2009-11-08

Apache access log quick & dirty busy report (from awk to Perl).

This is my second awk snippet that I've clumsily rewritten in Perl in my attempt to improve my Perl chops. I'll refactor for more elegant Perl later.

What this script does is spits out a report of the number of requests from Apache access logs (default common LogFormat) broken down by day and hour.

Here is what a line from Apache httpd access logs looks like.

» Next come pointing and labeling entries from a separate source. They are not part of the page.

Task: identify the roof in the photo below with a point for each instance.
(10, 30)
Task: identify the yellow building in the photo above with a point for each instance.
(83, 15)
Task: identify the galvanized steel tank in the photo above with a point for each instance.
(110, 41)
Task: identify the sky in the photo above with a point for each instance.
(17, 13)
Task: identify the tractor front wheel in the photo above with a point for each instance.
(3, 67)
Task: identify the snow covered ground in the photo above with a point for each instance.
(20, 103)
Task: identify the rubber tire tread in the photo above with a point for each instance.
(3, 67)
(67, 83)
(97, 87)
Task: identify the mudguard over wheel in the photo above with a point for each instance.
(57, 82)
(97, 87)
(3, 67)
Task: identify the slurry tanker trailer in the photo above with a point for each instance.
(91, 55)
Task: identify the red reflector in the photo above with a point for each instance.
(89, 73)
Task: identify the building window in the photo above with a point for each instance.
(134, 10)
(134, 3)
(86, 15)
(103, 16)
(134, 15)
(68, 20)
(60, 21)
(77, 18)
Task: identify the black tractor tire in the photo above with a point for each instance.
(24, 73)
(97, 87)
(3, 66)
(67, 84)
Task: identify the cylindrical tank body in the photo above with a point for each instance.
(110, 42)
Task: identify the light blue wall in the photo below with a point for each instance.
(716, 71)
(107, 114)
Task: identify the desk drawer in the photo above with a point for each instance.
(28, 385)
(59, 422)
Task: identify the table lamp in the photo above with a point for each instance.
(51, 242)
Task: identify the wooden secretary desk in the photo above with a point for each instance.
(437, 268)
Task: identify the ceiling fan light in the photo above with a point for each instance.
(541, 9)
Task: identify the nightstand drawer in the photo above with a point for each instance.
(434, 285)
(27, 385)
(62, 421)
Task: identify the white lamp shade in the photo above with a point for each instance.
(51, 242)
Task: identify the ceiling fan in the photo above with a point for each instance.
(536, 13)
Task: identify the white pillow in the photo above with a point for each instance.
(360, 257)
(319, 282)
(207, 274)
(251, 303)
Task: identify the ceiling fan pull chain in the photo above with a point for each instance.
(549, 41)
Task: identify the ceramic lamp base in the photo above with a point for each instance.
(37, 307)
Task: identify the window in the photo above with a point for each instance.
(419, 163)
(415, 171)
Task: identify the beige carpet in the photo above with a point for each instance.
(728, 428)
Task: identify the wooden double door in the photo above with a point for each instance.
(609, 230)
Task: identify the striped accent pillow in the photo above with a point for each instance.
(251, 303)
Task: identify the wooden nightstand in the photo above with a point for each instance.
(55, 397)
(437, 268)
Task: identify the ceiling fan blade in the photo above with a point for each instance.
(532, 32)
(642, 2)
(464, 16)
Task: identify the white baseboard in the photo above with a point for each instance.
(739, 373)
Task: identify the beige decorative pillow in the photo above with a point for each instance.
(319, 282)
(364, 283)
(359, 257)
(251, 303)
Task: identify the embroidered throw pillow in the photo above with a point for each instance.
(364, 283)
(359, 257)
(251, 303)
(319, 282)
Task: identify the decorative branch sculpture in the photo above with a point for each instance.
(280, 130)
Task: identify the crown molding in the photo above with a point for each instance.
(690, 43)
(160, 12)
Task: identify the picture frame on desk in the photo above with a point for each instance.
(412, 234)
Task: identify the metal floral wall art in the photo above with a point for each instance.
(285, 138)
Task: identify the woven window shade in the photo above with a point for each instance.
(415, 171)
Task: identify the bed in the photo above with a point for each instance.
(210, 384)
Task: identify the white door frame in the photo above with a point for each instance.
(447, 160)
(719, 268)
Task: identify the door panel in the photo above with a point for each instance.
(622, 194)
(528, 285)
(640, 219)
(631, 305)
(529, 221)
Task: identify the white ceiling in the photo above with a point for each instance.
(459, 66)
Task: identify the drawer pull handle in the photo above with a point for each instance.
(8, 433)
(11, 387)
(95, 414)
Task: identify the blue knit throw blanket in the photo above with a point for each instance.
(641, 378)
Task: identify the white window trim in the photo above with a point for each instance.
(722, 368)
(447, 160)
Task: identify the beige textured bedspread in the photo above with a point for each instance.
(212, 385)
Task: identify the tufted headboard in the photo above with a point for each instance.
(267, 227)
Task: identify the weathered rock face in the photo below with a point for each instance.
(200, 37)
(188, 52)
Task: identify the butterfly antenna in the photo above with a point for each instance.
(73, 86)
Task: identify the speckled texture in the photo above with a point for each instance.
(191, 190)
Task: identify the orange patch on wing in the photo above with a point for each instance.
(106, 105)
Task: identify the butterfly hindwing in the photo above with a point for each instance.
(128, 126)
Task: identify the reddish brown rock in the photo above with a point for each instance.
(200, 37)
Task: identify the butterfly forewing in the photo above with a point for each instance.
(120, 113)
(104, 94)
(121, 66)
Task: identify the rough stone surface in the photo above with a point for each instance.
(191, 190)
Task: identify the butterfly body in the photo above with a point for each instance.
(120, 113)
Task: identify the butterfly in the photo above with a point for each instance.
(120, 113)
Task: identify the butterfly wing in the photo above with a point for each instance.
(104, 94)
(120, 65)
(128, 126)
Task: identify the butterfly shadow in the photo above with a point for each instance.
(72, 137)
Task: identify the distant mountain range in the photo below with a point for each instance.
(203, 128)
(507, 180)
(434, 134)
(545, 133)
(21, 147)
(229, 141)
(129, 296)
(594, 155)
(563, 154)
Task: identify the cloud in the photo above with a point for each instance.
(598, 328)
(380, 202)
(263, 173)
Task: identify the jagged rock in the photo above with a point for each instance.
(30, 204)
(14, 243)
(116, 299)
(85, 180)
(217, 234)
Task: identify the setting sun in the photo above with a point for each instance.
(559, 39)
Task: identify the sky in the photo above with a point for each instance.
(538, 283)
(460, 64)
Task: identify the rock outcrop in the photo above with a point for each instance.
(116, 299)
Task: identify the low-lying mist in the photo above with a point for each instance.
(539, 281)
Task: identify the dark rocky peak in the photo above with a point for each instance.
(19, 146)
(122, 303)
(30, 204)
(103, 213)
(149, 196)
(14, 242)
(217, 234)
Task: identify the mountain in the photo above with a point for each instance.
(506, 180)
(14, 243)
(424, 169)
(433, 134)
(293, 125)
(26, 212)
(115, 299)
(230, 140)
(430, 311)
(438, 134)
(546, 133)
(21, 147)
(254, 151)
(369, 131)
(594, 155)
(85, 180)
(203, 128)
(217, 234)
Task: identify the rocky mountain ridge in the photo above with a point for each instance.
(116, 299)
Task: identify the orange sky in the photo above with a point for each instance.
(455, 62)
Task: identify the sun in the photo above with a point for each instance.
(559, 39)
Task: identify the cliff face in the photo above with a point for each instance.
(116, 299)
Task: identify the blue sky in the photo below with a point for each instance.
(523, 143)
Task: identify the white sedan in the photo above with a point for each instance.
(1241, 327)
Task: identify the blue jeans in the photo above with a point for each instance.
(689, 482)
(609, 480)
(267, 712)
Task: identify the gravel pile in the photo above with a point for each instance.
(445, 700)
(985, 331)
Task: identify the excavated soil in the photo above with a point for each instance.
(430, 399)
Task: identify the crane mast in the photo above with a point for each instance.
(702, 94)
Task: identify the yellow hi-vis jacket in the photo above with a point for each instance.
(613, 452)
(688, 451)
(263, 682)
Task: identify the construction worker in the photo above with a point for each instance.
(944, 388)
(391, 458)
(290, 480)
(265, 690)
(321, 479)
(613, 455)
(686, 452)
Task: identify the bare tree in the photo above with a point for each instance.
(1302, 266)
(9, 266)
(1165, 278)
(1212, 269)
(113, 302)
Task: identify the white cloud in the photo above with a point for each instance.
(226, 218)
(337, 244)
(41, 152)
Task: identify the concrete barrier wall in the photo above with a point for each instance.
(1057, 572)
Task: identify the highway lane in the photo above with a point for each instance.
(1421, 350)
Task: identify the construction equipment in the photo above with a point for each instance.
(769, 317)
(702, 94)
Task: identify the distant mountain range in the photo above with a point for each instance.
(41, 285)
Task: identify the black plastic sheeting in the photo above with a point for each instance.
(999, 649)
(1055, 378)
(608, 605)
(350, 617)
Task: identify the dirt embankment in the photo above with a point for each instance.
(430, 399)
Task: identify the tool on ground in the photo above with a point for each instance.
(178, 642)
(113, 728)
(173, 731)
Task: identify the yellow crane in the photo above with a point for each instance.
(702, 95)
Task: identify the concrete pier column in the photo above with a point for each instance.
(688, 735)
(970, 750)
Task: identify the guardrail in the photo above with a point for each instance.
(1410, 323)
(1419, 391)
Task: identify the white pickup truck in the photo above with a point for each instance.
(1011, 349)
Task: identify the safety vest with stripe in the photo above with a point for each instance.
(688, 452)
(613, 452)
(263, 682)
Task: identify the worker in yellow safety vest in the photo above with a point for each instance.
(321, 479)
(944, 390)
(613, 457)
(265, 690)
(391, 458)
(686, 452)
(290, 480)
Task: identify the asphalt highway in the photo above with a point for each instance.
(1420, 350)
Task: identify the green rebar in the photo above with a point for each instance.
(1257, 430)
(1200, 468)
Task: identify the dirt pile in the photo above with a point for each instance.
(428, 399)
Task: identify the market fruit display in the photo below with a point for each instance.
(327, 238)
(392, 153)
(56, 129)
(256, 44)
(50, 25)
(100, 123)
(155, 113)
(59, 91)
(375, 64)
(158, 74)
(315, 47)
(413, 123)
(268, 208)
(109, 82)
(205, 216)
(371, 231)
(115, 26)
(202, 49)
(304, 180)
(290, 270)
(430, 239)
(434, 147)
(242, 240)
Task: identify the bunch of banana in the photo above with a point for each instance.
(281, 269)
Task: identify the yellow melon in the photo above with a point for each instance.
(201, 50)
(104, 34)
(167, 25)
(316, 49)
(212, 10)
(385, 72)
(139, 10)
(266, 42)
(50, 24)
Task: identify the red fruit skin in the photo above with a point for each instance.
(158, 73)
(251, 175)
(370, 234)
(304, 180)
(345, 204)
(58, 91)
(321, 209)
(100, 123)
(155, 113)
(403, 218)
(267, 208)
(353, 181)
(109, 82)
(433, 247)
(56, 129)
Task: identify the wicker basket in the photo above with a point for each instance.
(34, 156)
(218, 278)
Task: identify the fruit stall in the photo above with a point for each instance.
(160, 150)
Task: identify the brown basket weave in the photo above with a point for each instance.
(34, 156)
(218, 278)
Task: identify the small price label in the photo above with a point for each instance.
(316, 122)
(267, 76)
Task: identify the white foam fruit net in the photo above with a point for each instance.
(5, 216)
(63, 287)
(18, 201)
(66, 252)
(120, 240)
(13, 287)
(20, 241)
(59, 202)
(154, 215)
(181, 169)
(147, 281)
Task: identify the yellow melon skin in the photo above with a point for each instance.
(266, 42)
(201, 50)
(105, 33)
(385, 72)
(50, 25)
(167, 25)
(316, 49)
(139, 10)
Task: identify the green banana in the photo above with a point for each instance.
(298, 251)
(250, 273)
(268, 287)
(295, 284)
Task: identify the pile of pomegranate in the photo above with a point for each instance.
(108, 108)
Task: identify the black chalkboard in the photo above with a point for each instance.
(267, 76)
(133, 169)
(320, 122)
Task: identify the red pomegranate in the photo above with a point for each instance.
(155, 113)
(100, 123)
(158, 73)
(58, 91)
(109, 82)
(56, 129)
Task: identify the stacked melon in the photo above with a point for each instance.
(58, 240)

127.0.0.1 - frank [10/Oct/2000:13:55:36 -0700] "GET /apache_pb.gif HTTP/1.0" 200 2326


Here is the awk script.

#!/bin/gawk -f

BEGIN {
        months["Jan"] = 01
        months["Feb"] = 02
        months["Mar"] = 03
        months["Apr"] = 04
        months["May"] = 05
        months["Jun"] = 06
        months["Jul"] = 07
        months["Aug"] = 08
        months["Sep"] = 09
        months["Oct"] = 10
        months["Nov"] = 11
        months["Dec"] = 12
}

{
        key = substr($4, 2, 14)

        if (key in totals) {
                totals[key]++
        }
        else {
                totals[key] = 1
        }
}

END {

        printf("| *date* | *hour* | *total* | *req/min* |\n")

        sort = "sort -k1,2 -t'|'"
        for (indx in totals) {

                hour = substr(indx, 13, 2)
                day = substr(indx, 1, 2)
                month_word = substr(indx, 4, 3)
                month = months[month_word]
                year = substr(indx, 8, 4)
                rate = totals[indx] / 60

                printf("| %d-%02d-%02d | %02d | %d | %.0f |\n", year, month, day, hour, totals[indx], rate) | sort
        }
        close(sort)
}

Even my awk code has extraneous sytax. I did not need to test the associative array key before incrementing its value. Oh, well. My dirty laundry is here for all to see.

Here is an example of what the script output looks like.

| *date* | *hour* | *total* | *req/min* |
| 2009-11-06 | 09 | 188 | 3 |
| 2009-11-06 | 10 | 9 | 0 |
| 2009-11-06 | 11 | 29 | 0 |

You'll notice that is comes out formatted as TWiki – ahemFoswiki syntax for easy pasting. The format is also close enough to CSV that importation into spreadsheets and databases is not a challenge.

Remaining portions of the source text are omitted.